秋山のリングインの際にロープを開ける配慮も(永田。2001年7月27日)


 2人が最初に手合わせしたのは、ご存じ、2001年の3月2日、橋本真也率いるZERO-ONEの旗揚げ戦にて。「橋本&Xvs三沢&秋山」の「X」に永田が名乗りをあげたものだった。この「X」、当初から本当に決まっておらず、そういう橋本の性格をリアルに感じていた永田が、カード発表直後、それではと立候補。それも、その時、新日本プロレスにいた記者にその旨を記事にしてもらう形で機運を盛り上げキャッチボール。2月15日には、この件で三沢と橋本が都内で緊急会談。「永田ならXの肩透かしではない。オールラウンドな印象があるし、試合もやりにくくない」(三沢)、「喜んで行く。いい試合ができると思う」(秋山)という反応を引き出し、機をみるに敏な永田らしい方策で、夢の対決にこぎつけたのだった。

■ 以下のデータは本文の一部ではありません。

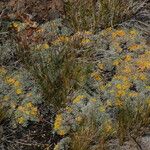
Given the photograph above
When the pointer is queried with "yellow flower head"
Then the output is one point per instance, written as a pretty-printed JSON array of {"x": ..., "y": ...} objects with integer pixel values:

 以降、ホットラインを得た永田と秋山。同年5月18日の、NOAH札幌大会では、秋山が入場時に永田の敬礼を真似、さらに試合ではナガタロック2を披露。「サービスです(笑)」(秋山)。さらに6月6日の新日本プロレスにおけるIWGP戦:藤田和之vs永田には、秋山が駆けつけ、永田とともに入場。会場には金丸の運転する車でスーツ姿で現れるも、入場時にはしっかり「NOAH」のTシャツに着替えてアピール。当時の自身のユニット「スターネス」じゃないところも場を的確に読む秋山らしさか。しかも、実はこの時、猪木とも挨拶をかわしており、「頑張れよ。プロレス界を面白くしてくれよ」と声をかけられたとか。因みに、この際、金丸はライガーと会い、会話。こちらも、その後の両団体のジュニア勢の交流と無関係ではないだろう。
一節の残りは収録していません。